Para mulheres que já vivem sob medida protetiva, o programa representa uma camada extra de segurança. O dispositivo portátil permite que a vítima saiba, em tempo real, quando o agressor se aproxima além do limite permitido. Essa informação antecipada pode ser decisiva para acionar ajuda antes que a situação se agrave.

A entrega imediata do equipamento, já no primeiro contato com a autoridade, reduz a janela de vulnerabilidade entre a denúncia e a efetiva proteção. como pedir medida protetiva

Desafios da implementação nos estados

A execução caberá aos estados e ao Distrito Federal, o que pode gerar diferenças na velocidade de implementação. Alguns estados já possuem estruturas de monitoração eletrônica; outros precisarão criar Centrais, Núcleos e Polos do zero. A articulação entre forças de segurança, sistema de justiça e redes de enfrentamento será o ponto crítico para o sucesso do programa.

A produção de estatísticas desagregadas por raça, etnia, deficiência e outras situações de vulnerabilidade permitirá que as políticas públicas sejam ajustadas com base em dados concretos. Isso é um avanço em relação a programas anteriores, que muitas vezes operavam sem esse nível de detalhamento. políticas públicas de enfrentamento à violência doméstica

Perguntas Frequentes

Como a vítima recebe o alerta de proximidade?
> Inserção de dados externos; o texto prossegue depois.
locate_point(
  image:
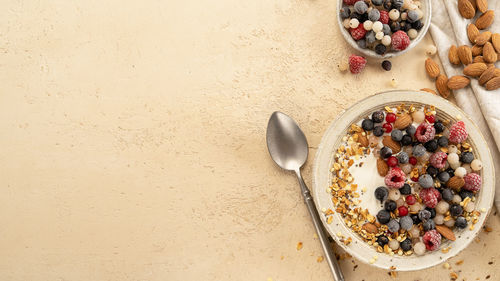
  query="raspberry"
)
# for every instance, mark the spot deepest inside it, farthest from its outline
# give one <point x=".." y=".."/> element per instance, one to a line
<point x="395" y="178"/>
<point x="358" y="32"/>
<point x="472" y="182"/>
<point x="430" y="196"/>
<point x="425" y="132"/>
<point x="432" y="240"/>
<point x="356" y="64"/>
<point x="384" y="17"/>
<point x="458" y="133"/>
<point x="438" y="159"/>
<point x="400" y="40"/>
A vítima recebe uma unidade portátil de rastreamento. Quando o agressor descumpre a distância mínima determinada pela Justiça, o sistema emite alertas automáticos para a mulher.

A vítima é obrigada a usar o dispositivo?

Não. A adesão é voluntária e depende de consentimento expresso e informado. O equipamento deve ser entregue de forma imediata, sempre que possível, no primeiro contato com a autoridade.

Quem paga pelo programa?

As ações serão financiadas com recursos do Ministério da Justiça e Segurança Pública, incluindo o Fundo Nacional de Segurança Pública e o Fundo Penitenciário Nacional, além de recursos próprios dos estados e do Distrito Federal.

O alerta do sistema já configura descumprimento da medida?

Não. Os alertas não são considerados automaticamente como descumprimento. Cada ocorrência passa por análise técnica e contextualizada pelas equipes responsáveis.

Quando o programa começa a funcionar?

O decreto foi publicado no Diário Oficial da União desta quinta-feira (30). A implementação caberá aos estados e ao Distrito Federal, que podem adotar modelos próprios de organização, desde que garantam a proteção das vítimas.

O que acontece se o agressor violar a distância mínima?

O sistema emite alerta para a vítima e possibilita o acionamento imediato das forças de segurança. A ocorrência será analisada pelas equipes responsáveis para avaliar se houve descumprimento da medida protetiva.